Do you need Redis? PostgreSQL does queuing, locking, and pub/sub (2021)

Scope of the Debate

  • Article’s claim: PostgreSQL can handle queuing, locking, and pub/sub, reducing the need for Redis.
  • Thread broadens this to: when is Redis actually warranted vs “just use Postgres” (or even in-process memory)?

Performance and In‑Memory vs Local DB

  • Several argue Redis’ core value is ultra‑low latency, in‑memory data structures, especially when co‑located with the app.
  • Others counter that:
    • A plain in‑process hashmap is faster still if only one process needs the data.
    • PostgreSQL on the same host with local/Unix sockets and shared buffers can be very fast; properly tuned, many workloads complete well under a millisecond.
  • Some benchmark links are criticized as flawed (e.g., no prepared statements), making direct Redis vs Postgres performance claims unclear.

Redis Use Cases Highlighted

  • Shared cache or session store for multiple web workers or hosts.
  • IPC and “shared memory” for languages or architectures without good global state.
  • Backing job systems (e.g., using lists, sorted sets, hashes as queues and indexes).
  • Use of special data structures (HyperLogLog, Bloom/Cuckoo filters, sorted sets, token buckets).
  • Persistence across app restarts without re‑implementing a small database.

PostgreSQL Capabilities and Limits

  • Queues: SELECT … FOR UPDATE SKIP LOCKED works well for modest throughput; at higher rates, table bloat and vacuum behavior become concerns. Partitioning queues by time is suggested.
  • Locks: Advisory locks are useful but have a global integer keyspace and shared namespace; some see this as awkward for application‑level locking.
  • Pub/sub: Works, but message size is limited (~8 KB); workarounds (store payloads in tables) add complexity.
  • Caching: Writes, updates, vacuuming, durability, and lack of automatic TTL make Postgres a weaker fit than Redis for high‑churn caches, though unlogged tables and tuning can mitigate this.

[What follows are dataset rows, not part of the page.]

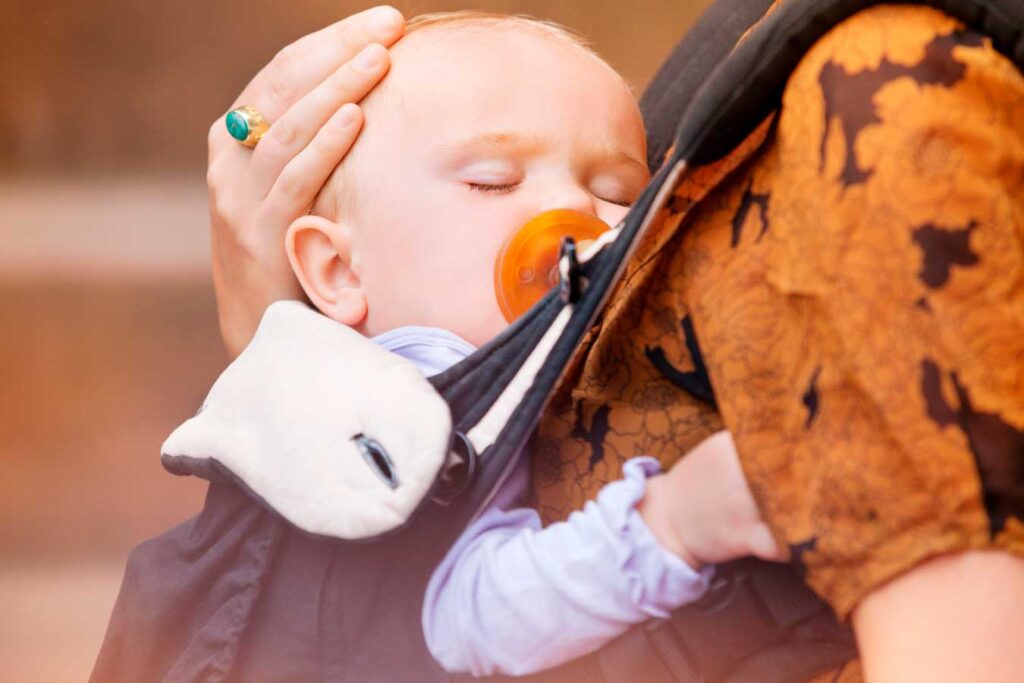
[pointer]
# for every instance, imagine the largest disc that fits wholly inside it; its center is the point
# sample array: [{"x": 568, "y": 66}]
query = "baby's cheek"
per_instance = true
[{"x": 612, "y": 214}]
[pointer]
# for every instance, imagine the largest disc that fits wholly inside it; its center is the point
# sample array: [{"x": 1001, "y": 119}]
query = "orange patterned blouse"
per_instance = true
[{"x": 852, "y": 282}]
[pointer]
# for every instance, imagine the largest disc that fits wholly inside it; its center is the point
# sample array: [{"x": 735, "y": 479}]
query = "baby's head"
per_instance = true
[{"x": 483, "y": 122}]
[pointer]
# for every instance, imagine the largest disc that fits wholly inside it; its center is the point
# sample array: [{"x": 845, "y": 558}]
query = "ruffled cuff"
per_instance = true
[{"x": 659, "y": 581}]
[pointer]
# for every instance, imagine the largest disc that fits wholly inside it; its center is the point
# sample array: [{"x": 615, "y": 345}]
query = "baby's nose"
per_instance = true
[{"x": 571, "y": 197}]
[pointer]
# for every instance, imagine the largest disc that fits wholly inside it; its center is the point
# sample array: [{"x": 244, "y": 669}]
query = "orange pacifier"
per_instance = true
[{"x": 527, "y": 263}]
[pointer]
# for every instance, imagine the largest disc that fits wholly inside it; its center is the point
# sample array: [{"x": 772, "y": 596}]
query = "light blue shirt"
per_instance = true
[{"x": 515, "y": 597}]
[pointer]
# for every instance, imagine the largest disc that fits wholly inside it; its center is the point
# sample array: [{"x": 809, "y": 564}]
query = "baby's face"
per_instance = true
[{"x": 478, "y": 131}]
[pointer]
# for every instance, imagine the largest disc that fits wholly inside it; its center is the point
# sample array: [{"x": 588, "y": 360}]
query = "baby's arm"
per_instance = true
[{"x": 512, "y": 597}]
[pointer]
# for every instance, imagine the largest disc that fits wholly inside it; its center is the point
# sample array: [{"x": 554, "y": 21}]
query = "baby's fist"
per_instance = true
[{"x": 702, "y": 509}]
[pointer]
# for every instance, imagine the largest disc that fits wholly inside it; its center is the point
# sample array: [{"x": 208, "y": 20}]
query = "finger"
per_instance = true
[
  {"x": 299, "y": 182},
  {"x": 301, "y": 66},
  {"x": 299, "y": 125},
  {"x": 763, "y": 545},
  {"x": 306, "y": 62}
]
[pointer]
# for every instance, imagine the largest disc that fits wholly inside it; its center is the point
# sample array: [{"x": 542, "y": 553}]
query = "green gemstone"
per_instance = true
[{"x": 237, "y": 126}]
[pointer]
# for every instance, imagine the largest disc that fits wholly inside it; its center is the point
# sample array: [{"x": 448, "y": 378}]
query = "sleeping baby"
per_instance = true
[{"x": 484, "y": 122}]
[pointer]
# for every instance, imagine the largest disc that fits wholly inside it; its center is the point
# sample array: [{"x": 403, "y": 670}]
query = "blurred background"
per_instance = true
[{"x": 108, "y": 324}]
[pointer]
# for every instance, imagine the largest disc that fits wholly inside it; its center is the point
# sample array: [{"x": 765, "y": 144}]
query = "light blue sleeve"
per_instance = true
[{"x": 513, "y": 597}]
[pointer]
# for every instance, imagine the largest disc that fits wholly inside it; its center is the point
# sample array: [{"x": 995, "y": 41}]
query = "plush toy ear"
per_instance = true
[{"x": 320, "y": 251}]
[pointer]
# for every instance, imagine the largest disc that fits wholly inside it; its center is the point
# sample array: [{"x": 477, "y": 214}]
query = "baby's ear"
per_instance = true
[{"x": 320, "y": 251}]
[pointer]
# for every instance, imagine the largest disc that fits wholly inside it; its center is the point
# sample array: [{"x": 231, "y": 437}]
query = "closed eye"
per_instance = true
[{"x": 497, "y": 188}]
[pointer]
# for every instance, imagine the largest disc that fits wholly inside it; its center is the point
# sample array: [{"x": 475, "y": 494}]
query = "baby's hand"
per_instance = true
[{"x": 702, "y": 509}]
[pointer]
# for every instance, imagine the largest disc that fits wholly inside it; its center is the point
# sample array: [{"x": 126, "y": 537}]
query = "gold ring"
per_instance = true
[{"x": 246, "y": 125}]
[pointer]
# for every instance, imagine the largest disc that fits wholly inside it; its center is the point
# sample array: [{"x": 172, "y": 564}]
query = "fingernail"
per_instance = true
[
  {"x": 369, "y": 57},
  {"x": 384, "y": 19}
]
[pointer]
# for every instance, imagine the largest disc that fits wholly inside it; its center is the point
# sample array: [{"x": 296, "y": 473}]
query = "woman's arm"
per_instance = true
[
  {"x": 954, "y": 619},
  {"x": 897, "y": 237},
  {"x": 308, "y": 94}
]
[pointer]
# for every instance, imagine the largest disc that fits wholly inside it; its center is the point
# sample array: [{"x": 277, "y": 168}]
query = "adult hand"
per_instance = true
[
  {"x": 307, "y": 93},
  {"x": 702, "y": 509}
]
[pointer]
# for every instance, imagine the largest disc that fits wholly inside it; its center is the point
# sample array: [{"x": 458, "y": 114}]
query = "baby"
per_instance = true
[{"x": 484, "y": 122}]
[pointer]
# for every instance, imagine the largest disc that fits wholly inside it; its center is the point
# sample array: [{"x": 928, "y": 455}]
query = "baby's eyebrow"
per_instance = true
[
  {"x": 497, "y": 141},
  {"x": 525, "y": 144}
]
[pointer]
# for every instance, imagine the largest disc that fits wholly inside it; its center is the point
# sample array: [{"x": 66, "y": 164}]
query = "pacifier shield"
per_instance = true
[{"x": 527, "y": 263}]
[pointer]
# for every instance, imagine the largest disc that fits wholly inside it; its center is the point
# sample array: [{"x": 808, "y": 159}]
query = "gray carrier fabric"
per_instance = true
[{"x": 238, "y": 594}]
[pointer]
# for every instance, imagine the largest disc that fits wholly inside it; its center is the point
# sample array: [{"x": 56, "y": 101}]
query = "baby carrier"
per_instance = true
[{"x": 314, "y": 569}]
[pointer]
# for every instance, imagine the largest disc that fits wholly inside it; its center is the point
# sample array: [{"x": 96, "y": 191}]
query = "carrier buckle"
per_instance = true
[
  {"x": 569, "y": 282},
  {"x": 458, "y": 472}
]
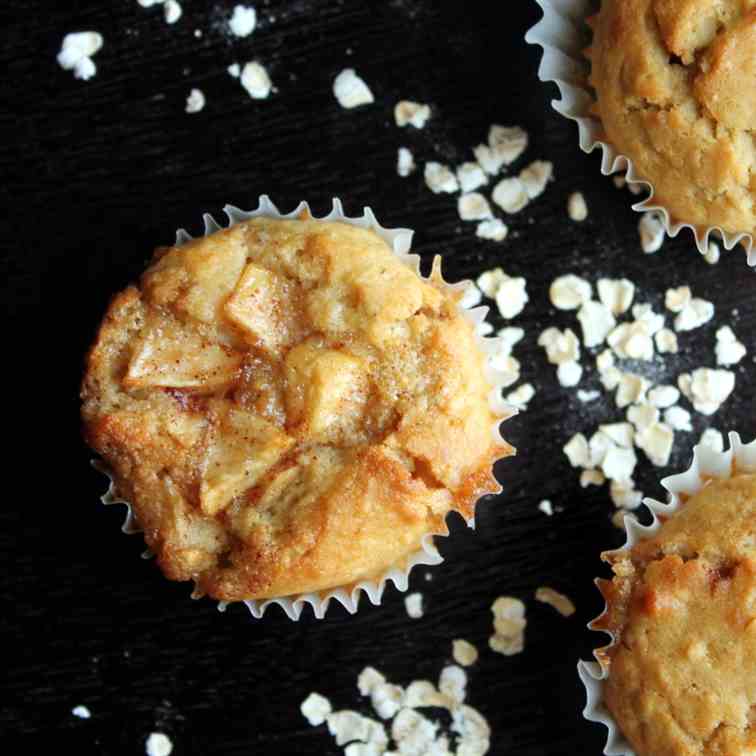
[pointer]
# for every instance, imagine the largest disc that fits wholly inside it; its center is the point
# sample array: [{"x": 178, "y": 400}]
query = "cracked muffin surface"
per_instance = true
[
  {"x": 675, "y": 84},
  {"x": 682, "y": 610},
  {"x": 288, "y": 408}
]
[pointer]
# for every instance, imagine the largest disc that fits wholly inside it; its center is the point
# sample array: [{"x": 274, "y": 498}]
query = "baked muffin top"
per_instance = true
[
  {"x": 682, "y": 608},
  {"x": 675, "y": 85},
  {"x": 288, "y": 408}
]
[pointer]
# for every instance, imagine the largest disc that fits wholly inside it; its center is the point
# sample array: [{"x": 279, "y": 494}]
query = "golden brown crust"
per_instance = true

Operational Trade‑offs and Design Guidance

  • Many emphasize simplicity: start with Postgres; add Redis (or similar) only when proven necessary.
  • Others note Redis is easy to deploy and offloads low‑value, high‑churn data (sessions, cache) from the primary DB.
  • Concerns raised about overloading Postgres with every responsibility, impact on migrations, locking, and UI latency.
  • Consensus direction: Postgres can go very far (especially for moderate queues/locks), but Redis remains better for high‑performance caching and specialized in‑memory data structures.